屈強な男たちがぶつかり合うドイツ2部リーグにおいて、彼はいかにしてゴールを奪う術(すべ)を身につけたのか。
連載第8回目中編では、ドイツ2部カールスルーエSCに所属する福田師王の肉体改造と、スパイクに隠された秘密、そして指揮官からの厳しい要求に応えた成長のプロセスをひも解く!
■ドイツ 2部を生き抜くための「肉体改造」
ボルシアMG時代と今で、トレーニングに何か違いがあるとすれば、ジムで以前よりも徹底的に自分を「追い込む」ようになったことですね。
もちろんメングラ(ボルシアMG)のときも、(板倉)滉クンと一緒に楽しく、ハードにトレーニングはしていました。でも、カールスルーエが戦うドイツ2部は、戦術以上に「フィジカルサッカー」の世界なんです。ピッチコンディションが悪いことも1部よりはるかに多いですし、ペナルティエリアの中での「踏ん張りが効くかどうか」が何よりも重要になります。
だから、今はほぼ毎日ジムに通って、下半身と体幹を徹底的に鍛え上げるようになりました。

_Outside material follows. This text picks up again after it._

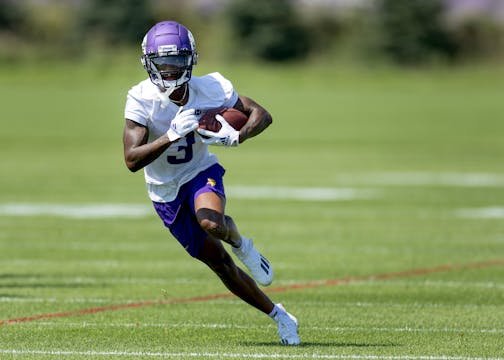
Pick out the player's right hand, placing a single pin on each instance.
(182, 124)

ピッチで相手を背負って踏ん張る力と、そこからの「一歩目の動き出し」の速さを極限まで高めるためです。
「クリスティアン・アイヒナー監督には、ストライカーとしてのエゴや、強い気持ちを前面に出してプレーすることを強く求められていたんです」撮影/渡辺航滋(Sony αⅡ使用)
■ スパイク変更がもたらした「劇的な変化」
それに合わせて、実はスパイクも変えました。以前はポイント(スタッド)を取り替えるタイプを履いていたんですが、今はより軽量な固定式のスパイクを履いています。
これによって、芝を噛んで踏ん張る感覚や、最初の一歩のキレが劇的に変わった感覚があります。4点目、5点目の右足のゴールなんかは、まさにその一歩目の速さと踏ん張りが生きた結果だと思います。